A descoberta inédita da NASA

A detecção foi feita pelos quatro satélites da missão Magnetospheric Multiscale (MMS), que orbitam a Terra em formação para estudar a dinâmica do campo magnético.
Os instrumentos da MMS registraram uma perturbação giratória no limite externo da magnetosfera, a região onde o vento solar supersônico colide com o campo magnético terrestre.
Segundo os pesquisadores E. O. McDougall e M. R. Argall, o switchback apareceu entre a magnetopausa e o magnetosheath, zonas onde o plasma solar e o terrestre se misturam.
O evento foi confirmado por meio da análise dos elétrons de alta energia e pela medição do parâmetro z de rotação angular, superior a 0,5 — valor que cumpre o critério técnico para classificar o fenômeno como um switchback autêntico.
Durante o breve episódio, o campo magnético girou e depois retornou à sua orientação original, deixando um traço característico em zigue-zague. Era a primeira vez que uma estrutura desse tipo era identificada fora do ambiente solar.
Por que isso importa para o clima espacial
A descoberta tem implicações diretas no estudo da reconexão magnética — processo no qual linhas de campo opostas se rompem e reconectam, liberando enormes quantidades de energia.
Essa dinâmica é essencial para entender tempestades geomagnéticas, auroras polares e as interferências que afetam satélites, comunicações e redes elétricas na Terra.
O estudo aponta que os switchbacks podem ser gatilhos locais de reconexão magnética na fronteira entre o vento solar e a magnetosfera, facilitando a entrada de partículas energéticas no sistema terrestre.
Em outras palavras, observar esses fenômenos de perto ajuda a prever eventos espaciais extremos que impactam diretamente nossa tecnologia.
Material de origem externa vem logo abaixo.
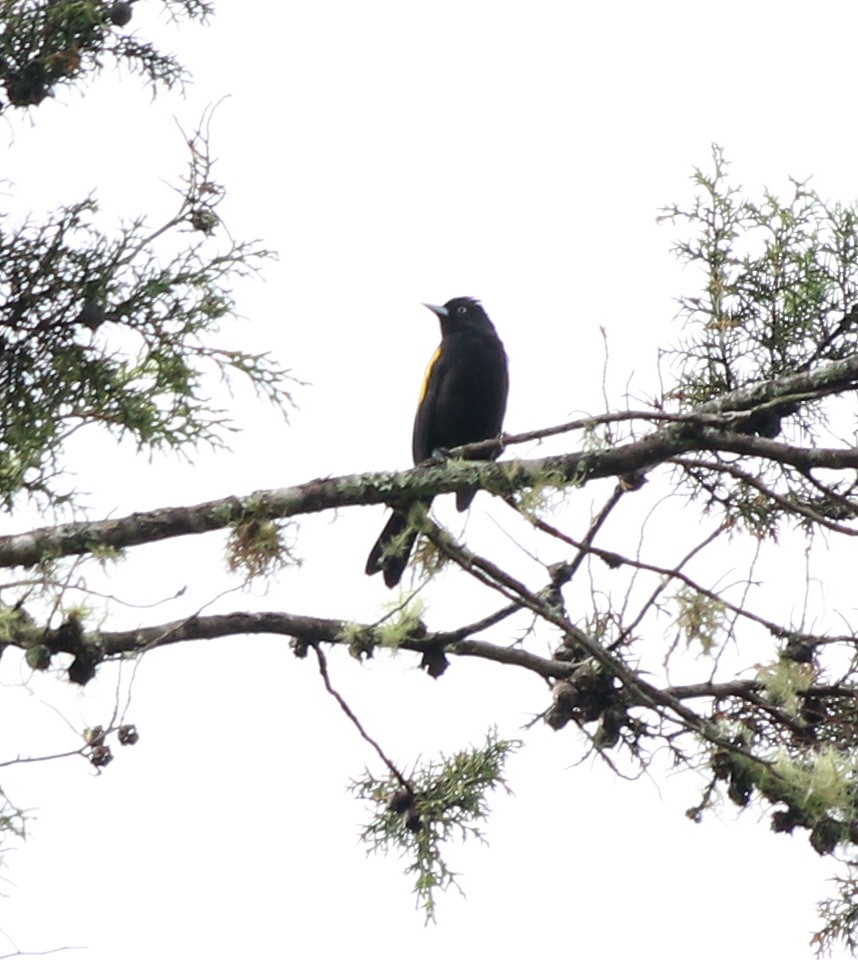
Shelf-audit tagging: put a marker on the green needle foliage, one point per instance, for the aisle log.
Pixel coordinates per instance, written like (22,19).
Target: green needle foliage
(45,44)
(441,801)
(101,329)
Uma janela segura para estudar o Sol

Até hoje, a investigação dessas torções magnéticas exigia enviar sondas até regiões próximas ao Sol — um desafio tecnológico e de alto risco.
O achado da MMS representa uma oportunidade inédita: estudar estruturas semelhantes a partir da vizinhança terrestre, sem precisar enfrentar as condições extremas do ambiente solar.
Segundo o artigo publicado em Eos, o fenômeno abre “novas possibilidades para compreender a reconexão magnética e seus efeitos em todo o sistema solar”.
Além de aproximar a ciência espacial do público, o estudo reforça o papel da magnetosfera terrestre como um laboratório natural, onde podemos observar — com segurança — os mesmos processos que moldam o comportamento do Sol.
Um elo entre o Sol e a Terra
A identificação de um switchback magnético na magnetosfera é mais do que um avanço técnico: é um novo elo entre a física solar e a geofísica planetária.
Ao demonstrar que essas torções também surgem onde o vento solar encontra o campo magnético da Terra, os cientistas ampliam nossa compreensão sobre como o Sol influencia o ambiente espacial que circunda nosso planeta.
Com cada nova missão, a NASA confirma: mesmo a poucos quilômetros acima da atmosfera, a fronteira magnética da Terra ainda guarda mistérios cósmicos dignos de exploração.